Esse teatro tem uma linguagem concreta: busca-se uma dignidade típica de exorcismos particulares. Eis uma espécie de possessão pelas formas de sentidos e de significações. Muito atento à linguagem, Artaud buscou extrair dela uma capacidade primeira de feitiço, podendo ser um detalhe ou uma articulação de detalhes. Diante da cena e em cena, emerge um teatro de transes, cujo repertório totêmico e hieroglífico põe em circulação a palavra colada ao seu sopro, ao gesto e à expressão, ou a combinação deles.

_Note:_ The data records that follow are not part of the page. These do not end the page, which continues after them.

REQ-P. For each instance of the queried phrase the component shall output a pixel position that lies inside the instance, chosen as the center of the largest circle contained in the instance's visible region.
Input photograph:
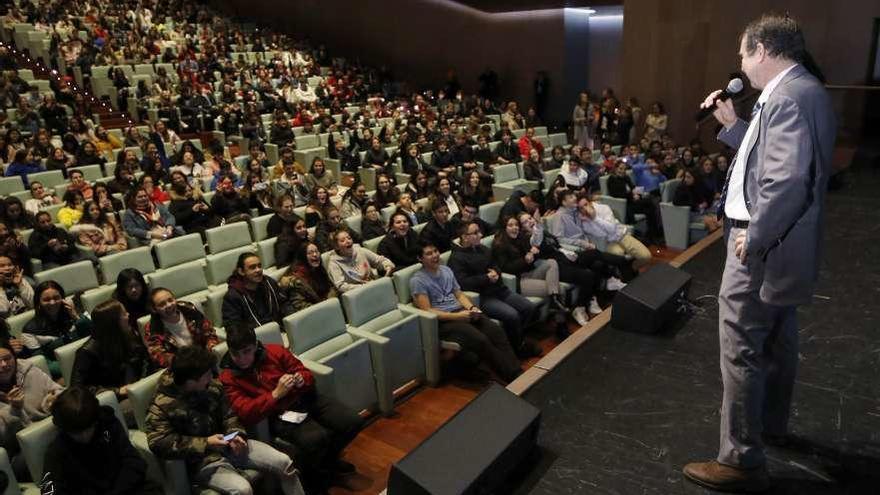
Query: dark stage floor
(627, 411)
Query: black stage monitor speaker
(651, 301)
(474, 452)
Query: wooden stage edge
(553, 358)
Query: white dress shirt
(735, 205)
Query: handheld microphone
(733, 87)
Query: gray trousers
(759, 354)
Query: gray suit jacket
(787, 170)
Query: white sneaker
(594, 307)
(614, 283)
(580, 315)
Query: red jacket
(526, 144)
(250, 392)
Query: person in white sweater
(351, 265)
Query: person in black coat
(401, 244)
(92, 454)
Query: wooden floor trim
(553, 358)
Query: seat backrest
(228, 237)
(221, 265)
(259, 226)
(314, 325)
(139, 258)
(74, 278)
(369, 301)
(182, 280)
(140, 394)
(179, 250)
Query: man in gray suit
(773, 209)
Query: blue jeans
(512, 310)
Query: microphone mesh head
(734, 86)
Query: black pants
(487, 340)
(318, 440)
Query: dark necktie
(719, 211)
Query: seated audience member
(284, 214)
(353, 200)
(694, 195)
(319, 205)
(146, 221)
(72, 210)
(132, 292)
(26, 395)
(292, 237)
(228, 204)
(434, 288)
(351, 266)
(569, 270)
(190, 211)
(79, 183)
(15, 216)
(16, 294)
(473, 189)
(92, 453)
(306, 280)
(252, 297)
(174, 324)
(99, 231)
(470, 212)
(566, 225)
(333, 222)
(263, 381)
(439, 231)
(401, 243)
(476, 271)
(55, 323)
(40, 198)
(53, 245)
(599, 222)
(371, 221)
(620, 185)
(114, 357)
(190, 419)
(319, 176)
(13, 247)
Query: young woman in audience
(55, 323)
(72, 210)
(174, 324)
(473, 189)
(319, 176)
(99, 231)
(306, 281)
(387, 192)
(293, 235)
(418, 185)
(401, 243)
(114, 357)
(353, 199)
(319, 203)
(16, 293)
(146, 221)
(371, 221)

O teatro e seu duplo contém uma consciência singular que um encantamento pode ser elaborado. Para fabricá-lo, Artaud ressalta vibrações menores: entonações, linguagem visual de objetos que, junto aos gestos, prolonga seus sentidos fisionômicos aos signos. Artaud abre o terreno dos limiares, situando o teatro numa encruzilhada entre cores, luz, instrumentos musicais, figurino, palco ou local de encenação. Eis alguns dos pontos cardinais onde o corpo permanece como um espaço de invenção. No Brasil, pode-se imaginar a beleza inquietante deste livro aberta às manifestações afro e ameríndias onde as sombras ancestrais encontrariam uma força extática e performática. Nesse sentido, os objetos encontram uma potência sonora expressiva, propiciando vasos comunicantes entre forças adormecidas. Daí a necessidade do seu grito.
Uma vez posta a crítica do teatro bem falado, que não sabe gritar ou orientar-se por gestos, Artaud faz com que a força vital dos afetos siga acionando o duplo do teatro. O humano, para além e aquém da sua própria espécie, assume uma dimensão espectral da sensibilidade. Extremamente atento, rigoroso, Artaud capta as vibrações não-ocidentais para alterar os rumos do teatro em pensamento e em ato. Ele implode a retórica bem comportada para fazer com que o teatro respire, pulse no seu atletismo afetivo que nos mantém enfeitiçadas, enfeitiçados.